Aczel: Where do you stand on estimation versus hypothesis testing and criticism of p-values? Like when a student asks "why is it alpha .05?" or "what happens when my p-value is .06, why is it not significant but when it's .04 it is?" Or in general, what can you say about hypothesis testing, confidence intervals, the future…?
Efron: Estimation is putting things together and testing is pulling things apart. Analysis versus synthesis. I've always liked confidence intervals because they let you straddle the middle ground. There are times for all those things. Hypothesis testing is immensely efficient if you're really just trying to know whether an effect is positive or not positive. It's the only thing you can use when you've got n=10, a lot of times. But it isn't nearly so interesting when you've got a bigger n and you really want to know more. It's usually fairly clear that the hypothesis is true or not true. The question is, how true. And then estimation and confidence intervals come more … I use confidence intervals a lot more. I think most good applied statisticians use confidence intervals more than they show up in the books. I wish they were in the books. The reason they are not in the books so much is they are much harder to explain than either estimation or hypothesis testing. But that's one of those things that I hope the future will bring us to - a much easier acceptance of things like intervals because you'll be able to get them out of the automatic machine and then you can spend your time understanding what they are instead of this horrible… The math is quite involved.

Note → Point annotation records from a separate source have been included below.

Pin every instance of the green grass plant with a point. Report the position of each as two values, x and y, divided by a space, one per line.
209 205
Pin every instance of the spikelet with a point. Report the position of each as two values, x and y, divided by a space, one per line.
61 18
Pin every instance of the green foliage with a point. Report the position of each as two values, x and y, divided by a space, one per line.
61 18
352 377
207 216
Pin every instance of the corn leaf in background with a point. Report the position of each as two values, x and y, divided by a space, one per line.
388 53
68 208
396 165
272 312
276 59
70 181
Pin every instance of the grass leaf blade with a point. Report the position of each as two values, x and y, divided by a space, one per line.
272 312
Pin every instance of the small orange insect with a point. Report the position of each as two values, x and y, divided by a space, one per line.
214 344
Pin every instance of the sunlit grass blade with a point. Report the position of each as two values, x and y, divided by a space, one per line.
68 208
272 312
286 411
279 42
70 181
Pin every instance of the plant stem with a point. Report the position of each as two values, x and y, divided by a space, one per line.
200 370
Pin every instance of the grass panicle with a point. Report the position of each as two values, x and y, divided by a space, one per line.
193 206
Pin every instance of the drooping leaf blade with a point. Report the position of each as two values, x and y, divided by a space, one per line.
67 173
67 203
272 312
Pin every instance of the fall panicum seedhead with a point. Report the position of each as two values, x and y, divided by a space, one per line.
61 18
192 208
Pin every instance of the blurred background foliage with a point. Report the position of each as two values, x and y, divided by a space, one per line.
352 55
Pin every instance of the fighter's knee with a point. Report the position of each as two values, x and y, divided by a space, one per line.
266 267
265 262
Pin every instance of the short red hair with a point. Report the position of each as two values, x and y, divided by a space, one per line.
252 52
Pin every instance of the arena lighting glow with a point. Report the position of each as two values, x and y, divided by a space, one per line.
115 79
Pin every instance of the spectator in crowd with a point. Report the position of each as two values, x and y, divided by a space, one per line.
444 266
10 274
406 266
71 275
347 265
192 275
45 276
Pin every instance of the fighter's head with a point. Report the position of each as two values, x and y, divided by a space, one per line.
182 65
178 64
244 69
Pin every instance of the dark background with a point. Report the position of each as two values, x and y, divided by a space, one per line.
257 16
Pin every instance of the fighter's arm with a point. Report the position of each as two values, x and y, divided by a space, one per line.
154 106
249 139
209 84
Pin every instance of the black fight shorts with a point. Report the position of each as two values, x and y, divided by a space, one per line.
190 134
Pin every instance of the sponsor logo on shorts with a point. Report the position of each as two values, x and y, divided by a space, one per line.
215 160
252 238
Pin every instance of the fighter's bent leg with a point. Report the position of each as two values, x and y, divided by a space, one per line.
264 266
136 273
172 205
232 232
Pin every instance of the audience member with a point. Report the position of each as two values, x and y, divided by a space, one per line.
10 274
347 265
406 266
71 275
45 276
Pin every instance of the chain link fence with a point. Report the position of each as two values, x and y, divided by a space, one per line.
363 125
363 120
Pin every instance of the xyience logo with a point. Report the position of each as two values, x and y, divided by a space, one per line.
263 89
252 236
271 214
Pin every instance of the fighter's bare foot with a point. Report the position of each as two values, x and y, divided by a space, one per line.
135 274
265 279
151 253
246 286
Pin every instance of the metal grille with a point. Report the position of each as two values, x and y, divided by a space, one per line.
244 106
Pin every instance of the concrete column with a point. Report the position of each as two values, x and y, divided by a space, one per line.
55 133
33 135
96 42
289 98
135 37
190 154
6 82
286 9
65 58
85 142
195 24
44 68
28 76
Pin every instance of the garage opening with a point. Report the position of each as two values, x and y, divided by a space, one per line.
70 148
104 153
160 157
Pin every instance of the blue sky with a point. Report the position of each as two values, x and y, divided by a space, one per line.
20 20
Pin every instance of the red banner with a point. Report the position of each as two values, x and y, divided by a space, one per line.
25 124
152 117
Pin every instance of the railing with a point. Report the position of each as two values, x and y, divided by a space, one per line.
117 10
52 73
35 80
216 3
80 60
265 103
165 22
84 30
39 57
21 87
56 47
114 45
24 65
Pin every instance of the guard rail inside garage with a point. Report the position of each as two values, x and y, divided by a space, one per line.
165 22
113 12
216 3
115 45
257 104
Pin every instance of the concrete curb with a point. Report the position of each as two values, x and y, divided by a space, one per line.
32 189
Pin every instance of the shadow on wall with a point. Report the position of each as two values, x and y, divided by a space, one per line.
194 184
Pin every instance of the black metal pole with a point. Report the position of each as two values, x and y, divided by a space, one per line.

Aczel: They will be more accurate, right, if you use the bootstrap? I'm really fascinated with the idea that the bootstrap gives you any required level of accuracy and correctness, especially replicated bootstrap, and as the sample size grows, and that you're really doing better than normal theory, t-distribution.
Efron: Yes, you're doing one step better, and that one step is a big step.
Aczel: From 1 over root n to 1 over n …
Efron: Yes, I think that's very important. And the thing that I'm working on - and a lot of people are working on - is trying to make that really dependable so you really get it - and it really works - every time. Prepackaging this theory isn't so easy. It's hard work.
Aczel: One more question. You mentioned earlier a new book you wrote about the bootstrap.
Efron: Yes. Now that our little book is out - [Robert] Tibshirani and I have a little book called An Introduction to the Bootstrap, published by Chapman and Hall, 1993 - it will make it easier to understand the bootstrap. What's happening is that the bootstrap has had its run, its first run, at the theory world, and now I think it will go into applications. The applied people have always seemed happier with it than the theory people.
Aczel: Can you say something about your outside interests? You're a human being and a very interesting one, not just a statistician.
Efron: I love statistics. I live right at the Stanford campus. I go in all the time. I don't work hard every day, though. I work every day. In the evenings I like to go to movies with my girlfriend, and I go to almost all movies. I'm interested in astronomy and science. I claim that I'm an amateur scientist as well as a professional scientist. And I love science. I think it's the greatest thing people ever thought of. So I guess my hobby is science, too. I like to sit around and talk ….Movies, stat, and science.